Charles Joseph La Trobe was an author, artist and ex-missionary who had helped in the dismantling of slavery in the West Indies. When appointed to the Port Philip District of the Colony of New South Wales, the district that was to be Victoria had around 10,000 settlers. Estimates vary, but perhaps ten times this number of Indigenous Australians lived in the same area.

La Trobe's attitude to Indigenous Australians reflects his strong religious faith, but also the attitudes held by society at the time. While he was outraged by the massacres committed by squatters and attempted to curb frontier violence, he failed to see the damage caused by pastoralists and land dispossession.

By the end of his term in office, La Trobe felt that almost every policy regarding Indigenous Australians had failed. He could cite only the Aboriginal Trackers as: "[One] example of success among the many schemes set on foot to raise the aboriginal native in this quarter of New Holland above his natural level..."

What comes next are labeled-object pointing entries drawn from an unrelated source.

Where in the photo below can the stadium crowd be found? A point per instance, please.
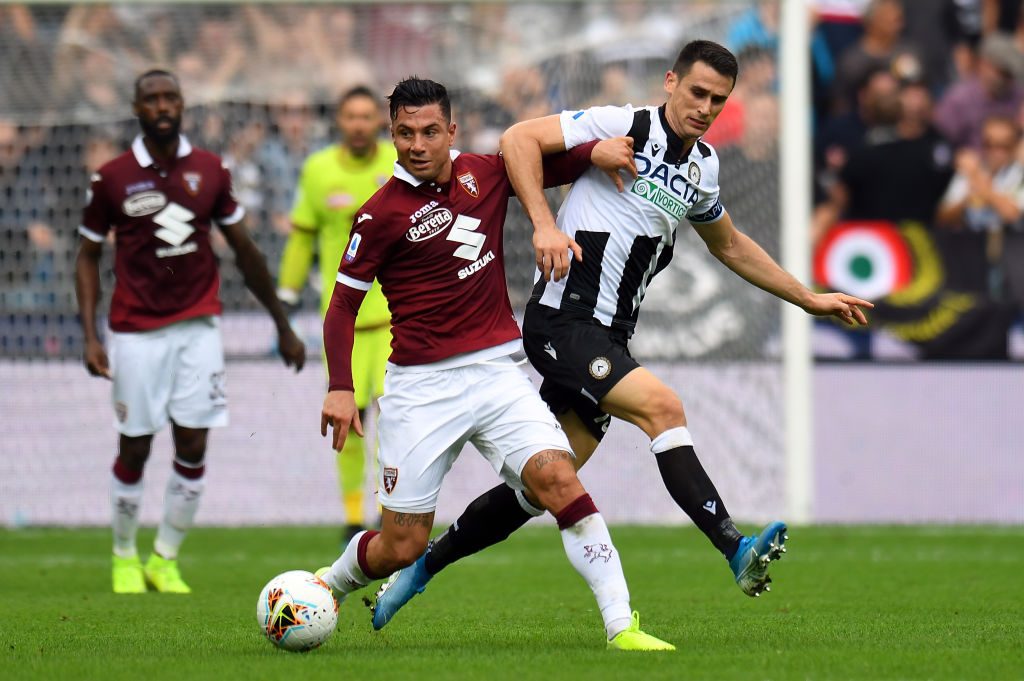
(918, 114)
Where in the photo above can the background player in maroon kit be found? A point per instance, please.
(432, 237)
(161, 200)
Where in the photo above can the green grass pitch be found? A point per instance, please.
(847, 603)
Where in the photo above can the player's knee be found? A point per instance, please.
(662, 410)
(553, 479)
(189, 445)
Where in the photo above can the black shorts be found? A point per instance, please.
(580, 360)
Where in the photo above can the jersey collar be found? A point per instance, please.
(409, 178)
(675, 143)
(142, 154)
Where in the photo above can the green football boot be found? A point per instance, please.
(164, 576)
(634, 639)
(127, 576)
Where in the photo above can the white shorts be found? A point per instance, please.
(174, 372)
(427, 418)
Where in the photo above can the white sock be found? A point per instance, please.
(345, 575)
(589, 548)
(126, 500)
(180, 503)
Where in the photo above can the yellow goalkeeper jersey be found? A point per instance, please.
(334, 184)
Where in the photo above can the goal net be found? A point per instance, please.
(260, 82)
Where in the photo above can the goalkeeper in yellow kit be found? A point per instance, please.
(334, 183)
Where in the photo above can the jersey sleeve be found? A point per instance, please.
(708, 207)
(227, 210)
(566, 167)
(97, 212)
(368, 249)
(303, 213)
(595, 123)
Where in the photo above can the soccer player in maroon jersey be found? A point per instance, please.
(432, 237)
(161, 201)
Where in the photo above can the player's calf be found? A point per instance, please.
(373, 555)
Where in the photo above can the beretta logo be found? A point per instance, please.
(430, 225)
(144, 203)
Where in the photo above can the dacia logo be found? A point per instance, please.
(430, 225)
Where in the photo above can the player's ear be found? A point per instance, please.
(671, 81)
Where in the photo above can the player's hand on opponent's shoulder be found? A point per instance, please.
(340, 413)
(612, 156)
(95, 358)
(845, 307)
(293, 350)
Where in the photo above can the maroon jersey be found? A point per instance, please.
(161, 217)
(436, 250)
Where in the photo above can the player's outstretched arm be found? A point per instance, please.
(339, 335)
(523, 145)
(742, 255)
(257, 278)
(87, 292)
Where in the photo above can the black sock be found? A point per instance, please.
(487, 520)
(694, 493)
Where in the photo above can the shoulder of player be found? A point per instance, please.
(206, 158)
(322, 157)
(118, 166)
(707, 155)
(389, 203)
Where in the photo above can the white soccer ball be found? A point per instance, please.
(297, 610)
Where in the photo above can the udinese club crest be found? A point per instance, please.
(693, 173)
(193, 180)
(390, 478)
(469, 183)
(600, 368)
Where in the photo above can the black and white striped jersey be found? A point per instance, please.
(627, 238)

The notion of a hierarchy of 'races'- of groups of people being on different levels- can be seen as the foundation of racist thinking during this period.

La Trobe had known about the possibility of gold for some years but he had suppressed wider public awareness to maintain order. He had greater problems before 1850, like the transportation of convicts and the colony's financial difficulties. The last thing La Trobe needed was more disruption:

The towns of Melbourne & Geelong, and their large suburbs, have been, in appearance, almost emptied of many classes of their male inhabitants. Cottages are deserted, houses to let, business at a stand-still, and even schools are closed. In some of the suburbs not a man is left...

- C J La Trobe

La Trobe, C J 1851, Despatch by La Trobe to Earl Grey of the Colonial office. Unpublished manuscript from the State Library Collection.

La Trobe's decision to tax the miners aggressively and his failure to solve the land problem are counted as his worst mistakes during this period. But the problems he faced were to some degree unprecedented; this was one of the largest movements of people the modern world had ever seen.

Amid increasing pressure, La Trobe submitted his resignation late in 1852, but was not relieved until 1854. This period, where La Trobe hesitated to act and failed to balance the colony's budget is often cited as another flaw in a man whose colony had now grown to more than 300,000 settlers. He suffered a personal blow with the news of the death of his wife who had left to prepare the new family home in Switzerland.

Admirers of La Trobe can point to many achievements. He secured Melbourne's water supply, the Yan Yean Reservoir; he established and reserved space in the city for parks and began work on institutions like the public library and university.

Critics see La Trobe as a man who preferred to 'wait out' the passions of an event rather than act decisively. In this way he could be seen as allowing the tensions behind the licenses, and the lack of land available for colonists, to build and build. It would be a situation that his successor Hotham would be forced to confront.